社長が初期費用を出資して、毎月純利益の2割を献上するという、いわゆる【フランチャイズ】形式でした。

タクヤは仲の良い他店のメンバー3人と意気投合して思い切ったとの事です。

ちなみに初期費用は約200万ほど。格安です。

何故この費用で収まったかというと、以下の要因がありました。

・敷金礼金なしで賃貸契約
・居ぬき物件
・必要な内装は自分達で


以上です。
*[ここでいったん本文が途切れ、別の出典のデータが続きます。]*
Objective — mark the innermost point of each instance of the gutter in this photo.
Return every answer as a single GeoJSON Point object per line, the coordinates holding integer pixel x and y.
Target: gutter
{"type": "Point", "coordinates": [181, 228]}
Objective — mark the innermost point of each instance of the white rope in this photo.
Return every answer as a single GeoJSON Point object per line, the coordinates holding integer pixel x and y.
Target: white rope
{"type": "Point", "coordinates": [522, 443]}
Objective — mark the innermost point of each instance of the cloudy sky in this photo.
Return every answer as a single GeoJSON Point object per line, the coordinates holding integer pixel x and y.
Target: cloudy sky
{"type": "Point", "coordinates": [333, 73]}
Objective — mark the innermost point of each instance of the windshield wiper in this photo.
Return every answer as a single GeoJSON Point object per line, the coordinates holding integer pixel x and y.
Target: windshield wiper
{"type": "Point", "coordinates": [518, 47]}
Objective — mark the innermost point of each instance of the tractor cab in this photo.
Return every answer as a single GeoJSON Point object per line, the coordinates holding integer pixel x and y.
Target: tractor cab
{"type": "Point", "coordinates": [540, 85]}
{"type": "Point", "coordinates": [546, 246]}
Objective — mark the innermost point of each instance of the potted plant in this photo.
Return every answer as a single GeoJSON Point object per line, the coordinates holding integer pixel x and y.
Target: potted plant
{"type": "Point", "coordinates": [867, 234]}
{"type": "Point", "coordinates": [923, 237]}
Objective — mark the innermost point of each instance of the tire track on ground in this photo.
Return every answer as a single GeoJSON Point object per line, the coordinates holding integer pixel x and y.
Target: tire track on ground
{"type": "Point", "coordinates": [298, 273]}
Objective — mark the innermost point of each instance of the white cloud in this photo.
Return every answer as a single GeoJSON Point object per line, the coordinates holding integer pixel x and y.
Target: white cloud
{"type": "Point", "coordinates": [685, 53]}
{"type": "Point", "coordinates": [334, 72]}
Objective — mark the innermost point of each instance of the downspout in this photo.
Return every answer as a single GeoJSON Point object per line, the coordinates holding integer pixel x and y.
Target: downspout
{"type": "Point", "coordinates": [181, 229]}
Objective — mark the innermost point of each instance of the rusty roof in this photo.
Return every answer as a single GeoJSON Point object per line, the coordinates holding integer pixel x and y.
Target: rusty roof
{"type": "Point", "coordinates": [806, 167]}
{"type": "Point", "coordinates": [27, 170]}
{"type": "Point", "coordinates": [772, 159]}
コレだけでも200~300万くらい抑えきれます。
私の街ではソープランドの家賃相場が50~80万です。
立地、部屋数により増減します。

ちなみにタクヤが借りた店舗は6部屋の待合室2部屋のオーソドックスなスタイルです。
家賃は70万。
風俗街の入り口にあるので、客の目にとまりやすい絶好な位置にあります。

「楽しみだけど、怖さもあるなー」
「まずは売上トントンから目指すかなー」


タクヤはいつもの屈託のない笑顔で語ってました。

・・・イイなぁ。俺も独立したい

その頃から私は少しずつ独立を意識し始めました。


タクヤは独自のパイプでスカウトマンを使い女の子を集め、
どんな客層でも受けるイケイケなスタイルで営業し、
なんと独立して1ヵ月で黒字を叩き出しました。


「俺もこの街長いけど、初月で黒字出すのは滅多にいないですよ」

アキラがそう教えてくれました。

「でも俺たちが客送ってるのもデカいからね」

・・・やっぱコイツ一言多いなぁ

アキラは何かと自分が凄いと言いたい人でした。
フランチャイズとはいえ、売上の少しは社長の懐に入るので、
お客さんが余ったら優先的にタクヤの店に送ってます。

・・・お互い協力しあい、それがいい結果を産む

私はとても素敵な環境で働けてるという充実感がありました。








しかし、ココは風俗街。欲望の街。
 

お互い協力するというお花畑の理想は

 

徐々に徐々にと崩れていくのでした。